Arbitrary batch sizes after passing dataloader through privacy engine

Anirban_Nath · September 18, 2022, 1:19pm

In my code, I have defined privacy engine as follows: -

unet, optimizer, trainloader = privacy_engine.make_private_with_epsilon(
        module = unet,
        data_loader = trainloader,
        optimizer = optimizer,
        epochs = global_epochs * local_epochs,
        target_epsilon = 1.0,
        batch_first = True,
        target_delta = PRIVACY_PARAMS['target_delta'],
        max_grad_norm = PRIVACY_PARAMS['max_grad_norm'])

I sampled a batch from the dataloader before and after passing through the privacy engine and every time I execute it, the wrapped dataloader shows some arbitrary batch size. For example, if my original dataloader was made with batch size =6, the wrapped dataloader shows 7, 10, etc, which changes with every execution. Why does this happen?

karthikprasad · September 19, 2022, 11:12pm

Hello @Anirban_Nath,
This is a consequence of using Poisson sampling that is needed for a Differentially Private Data Loader. This has been called out in the doc strings here (Opacus · Train PyTorch models with Differential Privacy). I’ll make sure this also captured in our FAQs at FAQ · Opacus

[Tracking the update to documentation at Add an FAQ about variable batch size · Issue #514 · pytorch/opacus · GitHub]

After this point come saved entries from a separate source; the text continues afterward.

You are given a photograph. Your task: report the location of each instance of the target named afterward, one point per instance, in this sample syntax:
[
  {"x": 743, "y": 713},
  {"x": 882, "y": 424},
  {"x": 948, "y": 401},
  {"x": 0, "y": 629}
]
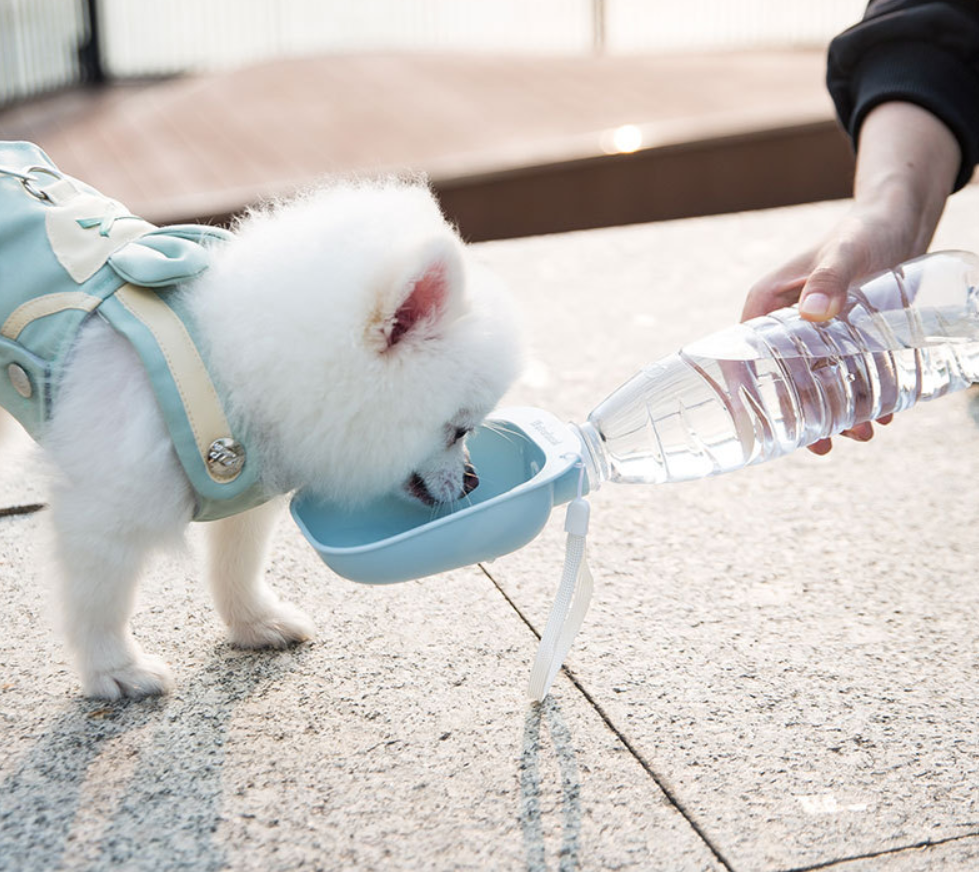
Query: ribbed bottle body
[{"x": 766, "y": 387}]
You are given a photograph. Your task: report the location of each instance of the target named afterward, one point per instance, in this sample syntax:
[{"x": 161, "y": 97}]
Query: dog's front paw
[
  {"x": 142, "y": 676},
  {"x": 280, "y": 626}
]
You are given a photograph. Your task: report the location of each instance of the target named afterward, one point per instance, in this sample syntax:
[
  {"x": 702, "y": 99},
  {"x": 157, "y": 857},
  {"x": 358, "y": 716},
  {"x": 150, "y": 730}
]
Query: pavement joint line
[
  {"x": 28, "y": 509},
  {"x": 927, "y": 843},
  {"x": 657, "y": 780}
]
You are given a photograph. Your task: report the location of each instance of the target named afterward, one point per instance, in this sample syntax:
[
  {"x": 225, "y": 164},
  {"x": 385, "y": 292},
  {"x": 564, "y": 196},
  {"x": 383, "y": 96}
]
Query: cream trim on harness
[
  {"x": 197, "y": 392},
  {"x": 69, "y": 254},
  {"x": 49, "y": 304}
]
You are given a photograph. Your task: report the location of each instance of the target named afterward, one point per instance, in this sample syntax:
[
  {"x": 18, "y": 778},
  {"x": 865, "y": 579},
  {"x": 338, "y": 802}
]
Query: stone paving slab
[
  {"x": 399, "y": 740},
  {"x": 792, "y": 649}
]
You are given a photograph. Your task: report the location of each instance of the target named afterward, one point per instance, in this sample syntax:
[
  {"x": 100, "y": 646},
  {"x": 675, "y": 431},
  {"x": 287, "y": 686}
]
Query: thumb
[{"x": 824, "y": 293}]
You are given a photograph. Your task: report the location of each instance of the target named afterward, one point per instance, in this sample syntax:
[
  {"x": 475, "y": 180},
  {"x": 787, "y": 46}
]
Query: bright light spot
[{"x": 624, "y": 140}]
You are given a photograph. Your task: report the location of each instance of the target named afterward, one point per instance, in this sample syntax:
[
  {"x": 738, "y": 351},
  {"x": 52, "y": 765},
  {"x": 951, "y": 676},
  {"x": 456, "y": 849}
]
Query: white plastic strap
[{"x": 570, "y": 604}]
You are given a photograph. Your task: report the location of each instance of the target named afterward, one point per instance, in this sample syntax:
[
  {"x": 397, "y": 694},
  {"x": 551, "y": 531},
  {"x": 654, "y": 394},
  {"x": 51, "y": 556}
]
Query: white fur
[{"x": 296, "y": 316}]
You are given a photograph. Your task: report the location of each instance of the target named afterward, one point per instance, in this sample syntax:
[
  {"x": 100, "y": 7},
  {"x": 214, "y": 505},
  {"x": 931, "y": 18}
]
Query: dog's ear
[{"x": 428, "y": 293}]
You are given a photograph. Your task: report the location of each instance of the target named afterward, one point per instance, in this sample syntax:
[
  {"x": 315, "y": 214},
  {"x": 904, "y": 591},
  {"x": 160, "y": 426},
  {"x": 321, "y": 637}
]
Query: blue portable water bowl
[{"x": 525, "y": 459}]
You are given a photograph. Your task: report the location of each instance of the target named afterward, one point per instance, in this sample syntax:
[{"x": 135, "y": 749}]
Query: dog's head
[{"x": 363, "y": 342}]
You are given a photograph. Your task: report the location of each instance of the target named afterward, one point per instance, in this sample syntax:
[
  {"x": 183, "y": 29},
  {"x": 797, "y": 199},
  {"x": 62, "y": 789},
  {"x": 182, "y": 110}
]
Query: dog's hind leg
[
  {"x": 100, "y": 556},
  {"x": 255, "y": 615}
]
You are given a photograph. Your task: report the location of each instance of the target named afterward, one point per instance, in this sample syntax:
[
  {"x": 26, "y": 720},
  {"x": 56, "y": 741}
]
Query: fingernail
[{"x": 815, "y": 304}]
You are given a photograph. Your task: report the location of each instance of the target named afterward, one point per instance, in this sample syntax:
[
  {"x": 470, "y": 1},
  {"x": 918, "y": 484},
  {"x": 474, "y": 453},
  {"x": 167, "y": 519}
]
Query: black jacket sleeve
[{"x": 921, "y": 51}]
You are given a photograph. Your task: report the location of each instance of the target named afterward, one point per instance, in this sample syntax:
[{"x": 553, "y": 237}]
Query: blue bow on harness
[{"x": 68, "y": 253}]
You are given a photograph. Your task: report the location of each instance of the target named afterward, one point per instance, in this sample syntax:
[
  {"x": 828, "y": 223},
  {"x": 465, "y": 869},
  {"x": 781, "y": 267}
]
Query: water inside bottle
[{"x": 764, "y": 388}]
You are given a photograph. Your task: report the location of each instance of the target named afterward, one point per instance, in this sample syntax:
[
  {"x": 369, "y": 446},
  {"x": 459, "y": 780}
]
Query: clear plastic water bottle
[{"x": 766, "y": 387}]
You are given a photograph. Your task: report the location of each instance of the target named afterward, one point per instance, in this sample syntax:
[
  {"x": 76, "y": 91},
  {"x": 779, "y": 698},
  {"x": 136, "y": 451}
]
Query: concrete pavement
[{"x": 778, "y": 671}]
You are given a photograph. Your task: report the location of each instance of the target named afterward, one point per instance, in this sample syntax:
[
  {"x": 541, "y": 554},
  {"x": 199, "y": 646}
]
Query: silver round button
[
  {"x": 20, "y": 380},
  {"x": 225, "y": 459}
]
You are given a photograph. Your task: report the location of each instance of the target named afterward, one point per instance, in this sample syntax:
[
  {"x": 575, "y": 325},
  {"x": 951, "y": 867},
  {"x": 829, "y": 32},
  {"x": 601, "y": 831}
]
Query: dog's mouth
[{"x": 416, "y": 487}]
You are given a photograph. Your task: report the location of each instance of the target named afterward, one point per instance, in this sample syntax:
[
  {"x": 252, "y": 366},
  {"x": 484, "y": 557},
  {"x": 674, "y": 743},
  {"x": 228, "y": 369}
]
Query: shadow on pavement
[
  {"x": 531, "y": 817},
  {"x": 164, "y": 805}
]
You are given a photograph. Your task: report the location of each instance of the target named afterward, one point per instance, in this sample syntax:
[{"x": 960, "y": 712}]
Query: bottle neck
[{"x": 592, "y": 454}]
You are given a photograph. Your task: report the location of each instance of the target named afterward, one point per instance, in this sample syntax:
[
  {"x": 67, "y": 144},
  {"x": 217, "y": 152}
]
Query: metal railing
[{"x": 45, "y": 44}]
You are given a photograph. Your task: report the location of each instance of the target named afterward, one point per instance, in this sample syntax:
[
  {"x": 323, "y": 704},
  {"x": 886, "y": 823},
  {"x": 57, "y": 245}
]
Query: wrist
[{"x": 906, "y": 167}]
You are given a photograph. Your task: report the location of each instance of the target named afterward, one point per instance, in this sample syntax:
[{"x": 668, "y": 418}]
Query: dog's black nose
[{"x": 469, "y": 480}]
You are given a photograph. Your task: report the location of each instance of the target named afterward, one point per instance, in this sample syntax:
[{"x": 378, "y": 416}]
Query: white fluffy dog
[{"x": 358, "y": 343}]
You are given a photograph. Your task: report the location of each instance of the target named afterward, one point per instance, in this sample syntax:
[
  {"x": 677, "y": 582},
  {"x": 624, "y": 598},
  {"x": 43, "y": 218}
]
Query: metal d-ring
[{"x": 27, "y": 180}]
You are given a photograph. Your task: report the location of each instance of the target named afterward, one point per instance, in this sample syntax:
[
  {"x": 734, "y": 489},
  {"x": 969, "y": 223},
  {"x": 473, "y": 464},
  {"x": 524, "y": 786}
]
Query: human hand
[{"x": 906, "y": 166}]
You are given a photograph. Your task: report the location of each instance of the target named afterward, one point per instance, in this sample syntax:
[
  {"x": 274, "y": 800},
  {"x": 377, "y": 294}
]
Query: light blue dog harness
[{"x": 68, "y": 253}]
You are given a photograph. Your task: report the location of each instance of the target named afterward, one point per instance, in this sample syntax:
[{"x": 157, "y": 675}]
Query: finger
[
  {"x": 823, "y": 296},
  {"x": 825, "y": 292},
  {"x": 823, "y": 446},
  {"x": 773, "y": 292},
  {"x": 861, "y": 432}
]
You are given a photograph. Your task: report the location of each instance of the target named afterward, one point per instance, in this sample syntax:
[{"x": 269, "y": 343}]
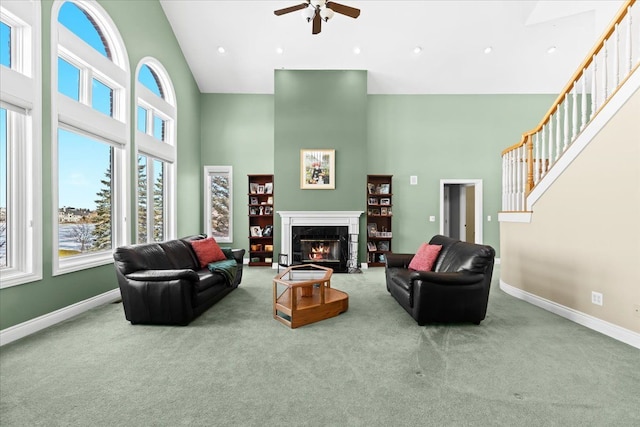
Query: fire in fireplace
[{"x": 323, "y": 245}]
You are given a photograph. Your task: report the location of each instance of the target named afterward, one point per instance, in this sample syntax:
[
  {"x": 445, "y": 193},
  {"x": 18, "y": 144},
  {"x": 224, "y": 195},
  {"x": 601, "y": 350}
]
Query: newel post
[{"x": 529, "y": 163}]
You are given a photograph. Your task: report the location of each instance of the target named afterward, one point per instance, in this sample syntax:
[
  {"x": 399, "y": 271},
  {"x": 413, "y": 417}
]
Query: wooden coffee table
[{"x": 302, "y": 294}]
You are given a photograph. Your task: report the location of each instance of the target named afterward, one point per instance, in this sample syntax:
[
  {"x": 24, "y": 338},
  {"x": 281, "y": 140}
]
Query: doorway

Anirban_Nath · September 20, 2022, 8:20am

Hello @karthikprasad

So I figured that out, thanks to you and I also found out that there is a module named BatchMemoryManager that helps to keep maximum batch size in check. However, with the two in place, when I am trying to execute my code, I keep getting a “ValueError: Per sample gradient is not initialized. Not updated in backward pass?” error at loss.backward().

Prior to that, there is a warning when I pass a batch through my model which says “Using a non-full backward hook when the forward contains multiple autograd Nodes is deprecated and will be removed in future versions. This hook will be missing some grad_input. Please use register_full_backward_hook to get the documented behavior.”

Maybe the two are correlated?

Here is a snippet of my code for your reference: -

privacy_engine = PrivacyEngine()
model , optimizer, trainloader = privacy_engine.make_private_with_epsilon(
        module = unet,
        data_loader = trainloader,
        optimizer = optimizer,
        epochs = 200,
        target_epsilon = 1.0,
        batch_first = True,
        target_delta = PRIVACY_PARAMS['target_delta'],
        max_grad_norm = PRIVACY_PARAMS['max_grad_norm'])

print(f"Training local epochs")
for l in range(local_epochs):
    with BatchMemoryManager(data_loader=trainloader, max_physical_batch_size=4, optimizer=optimizer) as new_data_loader:   
    for i_batch, sampled_batch in enumerate(new_data_loader):

        image_batch, segmask = sampled_batch['image'], sampled_batch['mask']
        image_batch, segmask  = image_batch.to(device), segmask.to(device)

        #Segmentation
        outs_seg = unet(image_batch, task = 'segment') #I get warning here
        softmax = torch.nn.functional.log_softmax(outs_seg, dim=1)
        loss_seg = torch.nn.functional.nll_loss(softmax, segmask[:].long())

        optimizer.zero_grad()
        loss.backward() #I get the error here
        optimizer.step()

karthikprasad · September 29, 2022, 4:58pm

Hello @Anirban_Nath ,
I’m glad the previous issue is resolved.

As for your new issue, the warning can be ignored. The error essentially indicates that the model being trained has layers that are not valid. Your code snippet suggests that you are using unet instead of model? That doesn’t look right.

If you are still running into an issue, could you please make a separate post with some reproducible code?

Anirban_Nath · October 3, 2022, 7:10am

Hi. I have already created a separate issue for this but for my own knowledge, what do you mean when you say that my model has layers that are not “valid”? And unet is simply my variable name for model, so I don’t think there are any issues there.